Aku terus teriak diantara tangisan, seolah mengerti bahwa Ajik telah datang,
aku teriak ”Dode ingin lihat Ajik, Dode ingin lihat Ajik”,
aku tenggelam dg tubuh pendekku diantara tubuh orang dewasa, astungkara, seorang yg tidak aku ingat siapa, bersedia mengangkatku dipanggulnya sambil bilang
“Oh Dode, mriki mriki (Oh Dode kesini-sini)”.
Maka aku dengan jelas melihat rombongan keluargaku keluar dari kori tengah.

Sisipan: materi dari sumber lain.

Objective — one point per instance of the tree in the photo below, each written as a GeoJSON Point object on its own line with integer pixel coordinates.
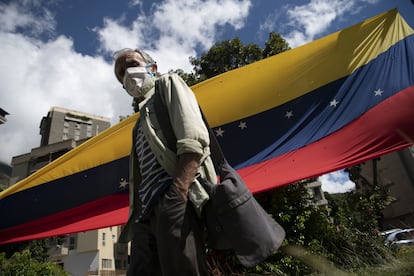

Yang pertama, pamanku Ajimang Juanda, beliau kelihatan berjalan sempoyongan, sungguh seperti orang mabuk, habis itu Ajitu Sastra yang terlihat begitu sedih dan beberapa kerabat, dan terakhir...tentu saja Ajik, namun wajah Ajik tak terlihat, sekujur tubuh Ajik sudah diselimuti kain batik, dipanggul oleh empat orang, jalannya cepat menuju Bale Gede. Beberapa anggota keluarga memang tidak terima, ada yang teriak, dan maaf memukul tembok, suasana waktu itu, smg tiada seorangpun di dunia ini yang mengalaminya. Apapun yang terjadi Ajik telah pergi, beliau tak akan kembali.

Entah air mataku berhenti, “Svami, Ajik pergi...Sai Ram, Ajik telah pergi, kuatkan aku...”, aku terus berjapa seperti yang diajarkan guru-guru rohaniku/Balvikasku di Veteran, Sairam...Sairam, aku terus menyebut nama Tuhan. Aku memandang jenasah Ajik yang diangkat menuju Bale Gede, kemudian paman yang mengangkatku tadi mau pergi menuju bale gede juga, tapi aku teriak
“Dode ingin ketemu Ibu, mana Ibu...mana Ibu, mana Ibu!”.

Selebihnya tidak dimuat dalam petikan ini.